Jami returned to Herat and studied mathematics and philosophy with Ala o-Din Ali Ghoshchi. Hakim Jami later joined Khaja Saad o-Din (Saaduddin) Kashghari, the chief of Naghshbandis and became his disciple. It is said that when Khaja Saad o-Din gathered with other dervishes at the Jame Mosque of Herat every time Jami passed the mosque Saad o-Din said of Jami, “I am fascinated by him, this man is truly worthy. I don’t know with what trick and how to attract him to become a student.”
In 1472 CE (A.H. 877), Jami started his pilgrimage to Mecca as every Muslim who can afford to is expected once in his life to do. One of the praiseworthy characteristics of Jami is that he had conviction in what he said and wrote. Jami said, “There are many seekers but mostly seekers of personal improvement. There are very few real seekers after real truth.”

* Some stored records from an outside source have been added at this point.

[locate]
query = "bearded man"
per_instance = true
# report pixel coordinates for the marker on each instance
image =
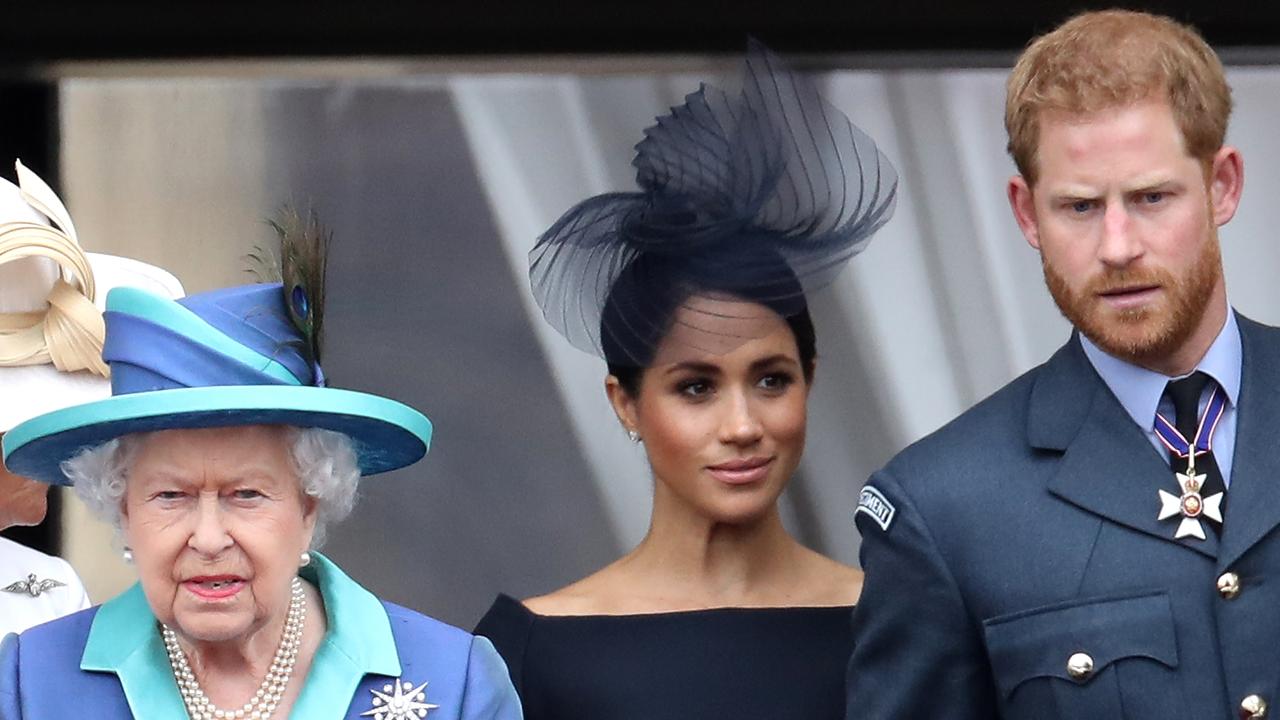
(1097, 538)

Contemporary monarchs of his time made offers of large amounts of gold and other gifts for him to participate in their courts. These offers constantly annoyed Jami. He was also annoyed by people who wanted to make him a hero rather than do something about themselves. Jami said “Ordinary human love is capable of raising man to the experience of real love”.
Jami was well known for his playful sense of humor. Jami paid special attention to Saadi and Hafez in poetry and followed Nezami in his masnavi. When Jami was seventy, he wrote his masterpiece “Yousef and Zolaikha”. Different people attribute Jami to writing from 44 to 99 books of grammar, poetry, and theology. Some of his well known works include his prose works, “Nafahatol Ons” (Breaths of the Breeze of Friendship), “Baharestan” (Abode of Spring), and a collection of biographies of Sufi Saints. Baharestan is in the style of Saadi’s “Golestan” (Rose Garden) and he wrote it for his son Zia o-Din Yousef. His major poetic work includes “Haft Awrang” (Seven Thrones of Grace), which consisted of over twenty-five thousand couplets. Some of the well known writings of “Haft Awrang” are tale of “Salaman and Absal”, a version of the story of “Leyla and Majnoun”, “Khiradnameh Iskandar” (Alexander’s Wisdom), and poetic masterpiece of “Yousef and Zolaikha”.
He died in Herat on the 13th of Moharram in 1492 CE (A.H. 898).